HistFactory Models
NextStat is fully compatible with the pyhf JSON workspace format. You can take any existing pyhf workspace and run it through NextStat without modification.
Workspace Format
A workspace JSON file contains channels, samples, measurements, and observations. NextStat parses this format identically to pyhf, producing the same Poisson likelihood with constraint terms.
Likelihood Construction
The negative log-likelihood includes:
- Poisson terms for each bin (observed vs expected)

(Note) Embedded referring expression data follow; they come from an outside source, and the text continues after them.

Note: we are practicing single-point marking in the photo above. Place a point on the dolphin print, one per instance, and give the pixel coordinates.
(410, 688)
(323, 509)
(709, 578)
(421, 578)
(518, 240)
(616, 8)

- Gaussian constraints for normalization and shape systematics
- Poisson constraints for shape factors
- Barlow-Beeston auxiliary terms for bin-by-bin statistical uncertainties
Supported Modifiers
| Modifier | Type |
|---|---|
| normfactor | Unconstrained normalization |
| normsys | Gaussian-constrained normalization |
| histosys | Shape variation (up/down histograms) |
| shapesys | Per-bin Poisson-constrained |
| staterror | Barlow-Beeston lite |
| lumi | Luminosity uncertainty |
HS3 Support (ROOT 6.37+)
NextStat natively loads HS3 v0.2 (HEP Statistics Serialization Standard) JSON workspaces produced by ROOT 6.37+. Format auto-detection is instant (prefix scan of the first ~2 KB).
# Auto-detects pyhf vs HS3 nextstat fit --input workspace-postFit_PTV.json # Python — auto-detect model = nextstat.HistFactoryModel.from_workspace(hs3_json) # Python — explicit HS3 model = nextstat.HistFactoryModel.from_hs3(hs3_json, analysis="combPdf_obsData")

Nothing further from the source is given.